Giorgio Poggi

Personal information
- Nationality: Italy
- Born: 26 August 1981 (age 44) Albenga, Italy
- Height: 1.85 m (6 ft 1 in)
- Weight: 90 kg (198 lb)

Sailing career
- Sport: Sailing
- Club: G.S. Fiamme Gialle
- Coached by: Valentin Mankin (personal) Michele Marchesini (national)
- Class: Dinghy

= Giorgio Poggi =

Italian sailor (born 1981)

Giorgio Poggi (born 26 August 1981 in Albenga) is an Italian sailor who specializes in the Finn class. He has been selected to compete for the Italian sailing team at the 2008 Summer Olympics, and has come close to an Olympic medal race in the Finn fleet (finishing in eleventh place). Currently, Poggi is ranked nineteenth in the world for his respective sailing class by ISAF, following some of his successes at the Finn Gold Cup, World Championships, and the World Cup series.

==Biography==
Poggi started sailing at the age of twelve and then first competed as an Optimist and Laser specialist. In 2006, he gained weight and decided to move to the heavier Finn class. Throughout his pre-Olympic career, Poggi had produced a total of six gold medals in different sailing classes at the Italian national championships (from 2002 to 2008). While competing in the sport, Poggi worked as a member of the police force and sailing fleet for Gruppi Sportivi Fiamme Gialle, under the tutelage of his well-accomplished coaches: 2004 Olympian Michele Marchesini and three-time Olympic champion Valentin Mankin of the former Soviet Union.

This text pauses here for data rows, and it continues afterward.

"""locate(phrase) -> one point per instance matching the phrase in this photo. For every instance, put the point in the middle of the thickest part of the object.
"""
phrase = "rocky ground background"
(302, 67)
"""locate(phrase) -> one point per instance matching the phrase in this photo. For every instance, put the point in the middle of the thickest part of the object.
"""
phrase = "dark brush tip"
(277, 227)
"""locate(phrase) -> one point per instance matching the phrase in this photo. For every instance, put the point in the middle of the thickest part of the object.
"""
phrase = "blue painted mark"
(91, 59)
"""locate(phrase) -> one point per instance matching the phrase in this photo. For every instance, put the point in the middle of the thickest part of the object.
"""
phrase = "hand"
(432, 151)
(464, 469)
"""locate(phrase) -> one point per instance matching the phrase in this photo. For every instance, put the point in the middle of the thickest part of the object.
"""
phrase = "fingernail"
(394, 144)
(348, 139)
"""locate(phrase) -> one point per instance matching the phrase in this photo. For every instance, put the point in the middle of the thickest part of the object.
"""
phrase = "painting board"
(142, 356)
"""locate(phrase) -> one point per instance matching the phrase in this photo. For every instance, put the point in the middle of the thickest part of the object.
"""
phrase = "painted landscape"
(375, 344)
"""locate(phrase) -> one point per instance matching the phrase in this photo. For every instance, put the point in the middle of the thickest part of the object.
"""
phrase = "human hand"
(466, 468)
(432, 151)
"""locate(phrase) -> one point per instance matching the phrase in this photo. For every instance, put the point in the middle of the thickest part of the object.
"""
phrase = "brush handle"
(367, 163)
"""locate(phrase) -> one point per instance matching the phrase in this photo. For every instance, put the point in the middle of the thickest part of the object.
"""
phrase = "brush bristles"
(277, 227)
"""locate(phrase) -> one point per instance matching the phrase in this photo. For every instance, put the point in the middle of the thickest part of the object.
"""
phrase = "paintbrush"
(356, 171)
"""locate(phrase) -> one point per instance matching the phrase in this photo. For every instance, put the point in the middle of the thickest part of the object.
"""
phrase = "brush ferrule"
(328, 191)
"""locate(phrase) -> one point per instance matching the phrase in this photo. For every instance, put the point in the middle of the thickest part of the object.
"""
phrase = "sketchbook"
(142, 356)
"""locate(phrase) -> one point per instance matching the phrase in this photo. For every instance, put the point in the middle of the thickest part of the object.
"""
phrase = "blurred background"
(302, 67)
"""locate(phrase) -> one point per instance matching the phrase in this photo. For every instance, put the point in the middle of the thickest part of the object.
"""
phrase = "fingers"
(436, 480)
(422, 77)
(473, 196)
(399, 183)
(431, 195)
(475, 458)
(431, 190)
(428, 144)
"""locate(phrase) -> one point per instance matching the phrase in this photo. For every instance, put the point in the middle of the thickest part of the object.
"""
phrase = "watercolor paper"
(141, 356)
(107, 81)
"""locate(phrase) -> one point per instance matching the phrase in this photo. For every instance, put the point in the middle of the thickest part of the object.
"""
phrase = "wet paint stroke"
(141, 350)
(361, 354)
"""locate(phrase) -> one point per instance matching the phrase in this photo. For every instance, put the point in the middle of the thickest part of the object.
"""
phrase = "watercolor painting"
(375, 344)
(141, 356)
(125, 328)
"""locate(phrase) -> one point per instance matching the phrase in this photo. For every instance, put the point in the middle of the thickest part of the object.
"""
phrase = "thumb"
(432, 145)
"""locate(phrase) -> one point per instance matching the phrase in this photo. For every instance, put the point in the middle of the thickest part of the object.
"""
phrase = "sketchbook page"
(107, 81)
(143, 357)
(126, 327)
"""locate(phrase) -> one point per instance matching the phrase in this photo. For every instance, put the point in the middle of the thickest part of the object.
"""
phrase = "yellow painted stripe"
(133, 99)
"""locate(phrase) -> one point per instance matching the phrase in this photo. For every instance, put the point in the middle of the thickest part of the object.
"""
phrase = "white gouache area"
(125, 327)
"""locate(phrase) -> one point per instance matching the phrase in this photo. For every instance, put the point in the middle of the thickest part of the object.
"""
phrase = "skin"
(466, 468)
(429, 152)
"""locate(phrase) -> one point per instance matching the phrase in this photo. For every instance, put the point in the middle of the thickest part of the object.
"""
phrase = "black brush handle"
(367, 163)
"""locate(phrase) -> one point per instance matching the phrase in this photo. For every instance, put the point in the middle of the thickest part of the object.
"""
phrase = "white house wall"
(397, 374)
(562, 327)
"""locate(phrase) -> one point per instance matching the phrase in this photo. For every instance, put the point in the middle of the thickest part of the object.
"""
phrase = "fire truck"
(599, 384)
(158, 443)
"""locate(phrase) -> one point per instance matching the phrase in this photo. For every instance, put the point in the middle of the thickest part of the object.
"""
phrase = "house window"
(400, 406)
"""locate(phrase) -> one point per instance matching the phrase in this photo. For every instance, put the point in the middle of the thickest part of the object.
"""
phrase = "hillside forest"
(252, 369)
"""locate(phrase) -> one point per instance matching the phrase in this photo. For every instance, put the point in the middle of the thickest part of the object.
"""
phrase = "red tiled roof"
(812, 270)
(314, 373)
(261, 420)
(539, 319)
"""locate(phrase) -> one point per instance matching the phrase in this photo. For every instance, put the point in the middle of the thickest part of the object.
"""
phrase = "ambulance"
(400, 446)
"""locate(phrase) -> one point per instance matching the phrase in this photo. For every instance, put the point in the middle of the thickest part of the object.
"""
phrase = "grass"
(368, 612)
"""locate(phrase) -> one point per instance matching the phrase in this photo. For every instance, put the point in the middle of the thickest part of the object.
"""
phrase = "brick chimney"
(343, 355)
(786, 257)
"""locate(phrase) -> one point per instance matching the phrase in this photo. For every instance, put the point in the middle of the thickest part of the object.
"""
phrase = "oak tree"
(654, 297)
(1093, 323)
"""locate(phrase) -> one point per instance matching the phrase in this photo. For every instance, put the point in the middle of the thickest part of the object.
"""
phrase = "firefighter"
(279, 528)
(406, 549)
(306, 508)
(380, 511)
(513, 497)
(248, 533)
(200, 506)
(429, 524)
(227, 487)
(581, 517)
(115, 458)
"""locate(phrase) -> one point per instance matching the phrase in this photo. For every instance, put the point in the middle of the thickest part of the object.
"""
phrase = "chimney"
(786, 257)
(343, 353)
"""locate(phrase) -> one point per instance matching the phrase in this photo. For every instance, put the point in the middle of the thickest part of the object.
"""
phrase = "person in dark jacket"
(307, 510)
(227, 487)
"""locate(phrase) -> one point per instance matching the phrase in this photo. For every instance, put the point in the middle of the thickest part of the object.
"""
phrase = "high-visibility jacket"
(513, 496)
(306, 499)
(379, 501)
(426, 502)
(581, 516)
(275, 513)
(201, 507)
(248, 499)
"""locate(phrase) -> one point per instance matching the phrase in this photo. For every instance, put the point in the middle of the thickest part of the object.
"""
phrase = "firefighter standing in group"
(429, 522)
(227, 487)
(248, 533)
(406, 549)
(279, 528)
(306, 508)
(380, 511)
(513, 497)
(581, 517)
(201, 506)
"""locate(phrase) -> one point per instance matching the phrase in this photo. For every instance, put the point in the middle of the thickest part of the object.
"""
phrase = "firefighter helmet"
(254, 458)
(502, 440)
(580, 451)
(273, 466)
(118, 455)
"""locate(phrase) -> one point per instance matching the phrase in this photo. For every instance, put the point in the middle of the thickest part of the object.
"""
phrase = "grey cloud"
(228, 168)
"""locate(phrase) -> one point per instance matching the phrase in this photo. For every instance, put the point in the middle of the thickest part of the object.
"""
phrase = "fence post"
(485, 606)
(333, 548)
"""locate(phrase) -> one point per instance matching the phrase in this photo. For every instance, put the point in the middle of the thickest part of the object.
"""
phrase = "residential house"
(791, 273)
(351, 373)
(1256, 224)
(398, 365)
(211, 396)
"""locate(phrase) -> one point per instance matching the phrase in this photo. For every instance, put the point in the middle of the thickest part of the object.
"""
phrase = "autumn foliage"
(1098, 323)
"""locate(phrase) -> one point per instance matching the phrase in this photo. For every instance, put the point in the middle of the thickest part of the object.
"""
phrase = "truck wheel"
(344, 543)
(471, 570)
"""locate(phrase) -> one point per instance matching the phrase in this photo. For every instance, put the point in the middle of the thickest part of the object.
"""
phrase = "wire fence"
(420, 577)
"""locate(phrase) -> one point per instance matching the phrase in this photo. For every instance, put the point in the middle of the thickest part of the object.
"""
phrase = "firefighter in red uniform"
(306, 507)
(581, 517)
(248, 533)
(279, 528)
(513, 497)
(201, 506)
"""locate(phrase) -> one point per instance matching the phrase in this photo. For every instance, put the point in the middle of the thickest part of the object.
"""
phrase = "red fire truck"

Leading up to his Olympic debut, Poggi managed to get 169 points to place nineteenth and assure one of the six available Olympic berths at the ISAF Finn Gold Cup in Melbourne, Australia. At the 2008 Beijing Olympics, Poggi sailed a marvelous stretch to record a net grade of 74 after eight races in the Finn class, but missed out a chance to compete for the Olympic medal by just eight notches behind Spain's Rafael Trujillo, finishing in eleventh overall.